Perwakilan dari perusahaan asuransi jiwa,Legal and General, Bob Moxone-Browne mengatakan bukti sup yang dimakan oleh Perepilichnyy dibuang tak lama setelah kematiannya. “Terdapat sejumlah bahan kimia yang didapatkan dari ronga perutnya,” kata Bob, seperti dilansir dari BBC News, Selasa, 14 Maret 2017.
Pada 2016 lalu, Kepala perusahaan investasi berbasis di London, Inggris, Hermitage Capital, Bill Browder pun mengirimkan surat kepada otoritas Rusia bahwa Perepilichnyy tengah bekerja sama dalam penyelidikan sebuah kejahatan besar berskala trans nasional.
“Kami katakan bahwa dia merupakan pria berusia 44 tahun yang sehat, yang kemudian tewas setelah menyerahkan sejumlah dokumen kepada kami,” katanya.

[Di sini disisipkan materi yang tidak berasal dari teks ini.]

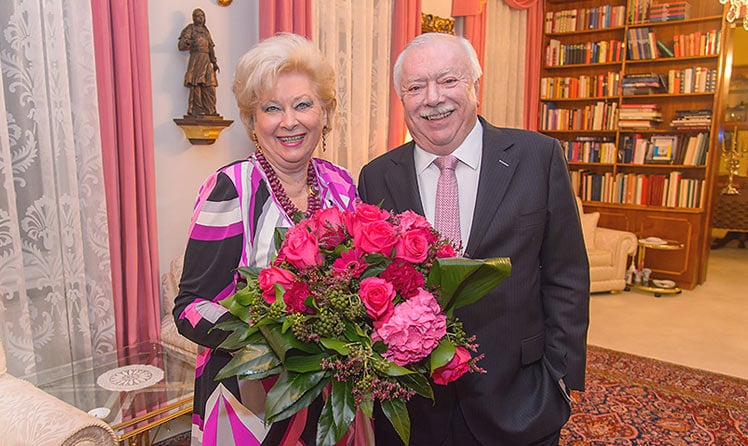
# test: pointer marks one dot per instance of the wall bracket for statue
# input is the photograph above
(202, 124)
(202, 131)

Menurut Bill, dokumen itu merupakan kunci yang dibutuhkan dalam investigasi kasus dugaan penyalahgunaan pajak terbesar dalam sejarah Rusia.
Bill menuduh pemerintah Rusia, bersama pihak kepolisian dan kelompok kriminal Rusia mengendalikan praktik pencucian ini yang menimbulkan kerugian hingga US$ 230 juta.
Bukti keras kasus ini ditemukan oleh Sergei Magnitsky, seorang pengacara yang bekerja di Hermitage. Namun, Sergei pun tewas ketika tengah ditahan di penjara Moskow, Rusia.
Sekretaris Kementerian Luar Negeri Inggris, William Hague meminta pihak Rusia untuk bertanggung jawab menjelaskan kematian Sergei dan mencegah hal seperti itu terulang kembali.
Adapun dokumen yang diserahkan oleh Perepilichnyy itu menunjukkan sejumlah nama tertuduh di otoritas Rusia yang melakukan transfer atau pemindahbukuan uang senilai 7 juta euro atau Rp 99,7 miliar kepada sebuah akun bank di Swiss dan menggunakan sebagian uang dari penyalahgunaan pajak itu untuk membeli sejumlah properti mewah.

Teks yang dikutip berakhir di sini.